It just came up in a conversation with one of my friends, a Japanese jazz musician, that pianist, composer, and big-band leader Toshiko Akiyoshi, wrote a tribute to the Japanese stragglers Hiroo Onoda and Shoichi Yokoi in her piece, “Kyogun” (roughly translating to “solitary soldier”), in her 1974 album of the same name.

(Of course I’m very interested to learn about this piece as I work on my dissertation)

Video below:

Here are her thoughts on the work from and interview for the Smithsonian Jazz Oral History Project conducted by Dr. Anthony Brown on June 29, 2008 (apologies for the format, the Smithsonian transcribes these interviews verbatim, with all of the “ums” and “ers,” and, of course, all hyperlinks are my additions):

You know, sometimes the little things have to be triggers… he was talking about … how proud Duke was of being a black American, and his music [was] based on his race, a lot of ’em, you know: “Black Butterfly,” what have you, “Black and Beige [Tan] Fantasy,” so on, … And that triggered me to, I should look [at] my heritage, ’cause … the normal belief in Japan was, to be Japanese and play jazz was a handicap. That’s the way, that was the normal thinking… [When] I read it I said, “Well, I’m a jazz player; I’ve been playing since I was sixteen years old… I’m not a bad player, I have probably more experience than a lot of young American players, but I have a different heritage.” … Maybe I could try to infuse something; maybe that would be my job.

So, that’s what triggered me, and at the same time, there was a Japanese soldier was discovered in the Philippine jungle. It was nearly thirty years, he didn’t know the war was ended. In fact, I think he has written a book—it’s a very interesting book.

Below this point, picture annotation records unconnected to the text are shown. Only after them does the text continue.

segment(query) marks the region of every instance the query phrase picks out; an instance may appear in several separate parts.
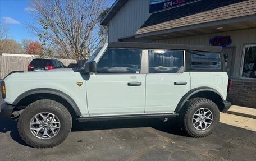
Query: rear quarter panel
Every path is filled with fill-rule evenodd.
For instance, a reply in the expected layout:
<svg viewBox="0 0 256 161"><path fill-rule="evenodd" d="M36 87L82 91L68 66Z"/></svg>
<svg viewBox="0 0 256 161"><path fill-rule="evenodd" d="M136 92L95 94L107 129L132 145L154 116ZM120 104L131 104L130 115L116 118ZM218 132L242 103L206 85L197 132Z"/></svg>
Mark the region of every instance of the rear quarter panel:
<svg viewBox="0 0 256 161"><path fill-rule="evenodd" d="M217 91L226 100L228 76L226 72L190 72L191 89L209 87Z"/></svg>

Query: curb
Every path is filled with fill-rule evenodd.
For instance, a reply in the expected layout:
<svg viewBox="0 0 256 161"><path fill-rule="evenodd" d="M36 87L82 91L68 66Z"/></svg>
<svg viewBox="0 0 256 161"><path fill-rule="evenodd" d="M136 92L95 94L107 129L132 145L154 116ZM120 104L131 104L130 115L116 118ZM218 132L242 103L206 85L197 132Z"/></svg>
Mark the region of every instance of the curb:
<svg viewBox="0 0 256 161"><path fill-rule="evenodd" d="M232 111L228 111L226 112L226 113L231 114L234 114L234 115L237 115L237 116L243 116L243 117L249 117L249 118L251 118L256 119L256 116L253 115L253 114L248 114L240 113L240 112Z"/></svg>

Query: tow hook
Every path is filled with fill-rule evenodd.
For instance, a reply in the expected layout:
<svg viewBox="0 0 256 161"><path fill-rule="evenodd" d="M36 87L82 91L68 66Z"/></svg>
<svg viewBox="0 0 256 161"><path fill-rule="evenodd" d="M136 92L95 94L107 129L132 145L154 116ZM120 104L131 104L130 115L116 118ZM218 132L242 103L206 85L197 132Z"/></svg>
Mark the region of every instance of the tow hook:
<svg viewBox="0 0 256 161"><path fill-rule="evenodd" d="M11 116L12 119L16 119L17 118L18 118L21 112L22 112L23 110L24 109L21 109L19 111L13 111Z"/></svg>

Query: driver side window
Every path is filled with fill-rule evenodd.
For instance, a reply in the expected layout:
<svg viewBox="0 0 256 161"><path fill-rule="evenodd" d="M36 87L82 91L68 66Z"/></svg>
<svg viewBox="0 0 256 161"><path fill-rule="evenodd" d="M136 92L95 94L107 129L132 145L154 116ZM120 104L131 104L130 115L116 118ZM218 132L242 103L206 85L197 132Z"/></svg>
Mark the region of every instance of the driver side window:
<svg viewBox="0 0 256 161"><path fill-rule="evenodd" d="M99 73L139 73L142 50L108 49L97 65Z"/></svg>

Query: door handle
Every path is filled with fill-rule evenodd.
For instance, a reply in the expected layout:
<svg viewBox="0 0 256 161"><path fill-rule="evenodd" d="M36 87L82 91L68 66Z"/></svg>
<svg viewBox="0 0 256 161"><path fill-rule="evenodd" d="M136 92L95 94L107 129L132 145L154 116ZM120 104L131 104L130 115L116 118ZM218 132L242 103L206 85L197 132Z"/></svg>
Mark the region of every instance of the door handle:
<svg viewBox="0 0 256 161"><path fill-rule="evenodd" d="M140 86L141 85L141 82L129 82L128 86Z"/></svg>
<svg viewBox="0 0 256 161"><path fill-rule="evenodd" d="M175 82L174 85L186 85L187 82L186 81L178 81L178 82Z"/></svg>

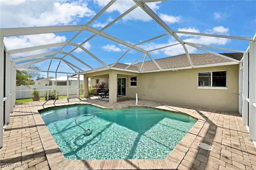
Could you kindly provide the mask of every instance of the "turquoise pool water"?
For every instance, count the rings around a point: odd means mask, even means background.
[[[79,116],[90,113],[97,118]],[[110,110],[78,105],[40,113],[69,159],[164,159],[196,121],[146,107]],[[86,122],[76,123],[76,122]],[[88,129],[92,132],[88,135]]]

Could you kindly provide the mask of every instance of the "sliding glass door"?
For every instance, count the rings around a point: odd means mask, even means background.
[[[118,78],[117,79],[117,95],[126,96],[126,78]]]

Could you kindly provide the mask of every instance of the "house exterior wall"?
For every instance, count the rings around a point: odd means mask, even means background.
[[[198,89],[198,72],[227,70],[228,90]],[[130,87],[126,97],[220,110],[238,111],[239,65],[140,74],[137,87]]]

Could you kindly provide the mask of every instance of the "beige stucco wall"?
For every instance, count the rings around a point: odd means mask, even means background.
[[[238,64],[140,74],[137,87],[130,87],[126,96],[187,106],[225,111],[238,109]],[[228,90],[198,89],[198,72],[227,70]]]

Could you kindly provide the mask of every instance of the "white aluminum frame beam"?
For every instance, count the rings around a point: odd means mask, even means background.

But anyway—Lt. Onoda, Second Lieutenant Onoda [Hiro]—and I was writing for the flute piece…. and also at the same time, my father was a student of noh play…he was a student of tsuzumi, which is a Japanese four-headed [drum]. And I always liked the sound, you know. Actually, I like all drums, I guess, but I really liked that sound, and I was thinking it’d be really nice to use that … so I had a tape sent from Japan. This was like a demonstration tape, a demonstration tape for the tsuzumi playing. And they have all kinds of ways of playing; this was the Kanze [-ryū] style of playing [chuckles]. Noh players… It took me … boy, ten years to put them together in one segment… And that was “Kogun”…

At 80 years old, Akiyoshi may have been misremembering things a bit, since I’m not sure that the timeline she suggests quite works out. Yokoi surrendered in January 1972, and Onoda March 1974 (though he was first contacted in February of the same year). Since “Kogun” was released (in Japan) in April 1974. So it seems more likely that Akiyoshi was inspired by Yokoi’s story, not Onoda’s (although she might just have an extremely fast turnaround time in composing), and it seems like it couldn’t have been ten years that she worked with the noh drummers (unless she’s referring to something else taking ten years to “put together”).

Nit-picking aside, it’s a great piece, and a fantastic performance by Akiyoshi’s husband and flutist Lew Tabackin.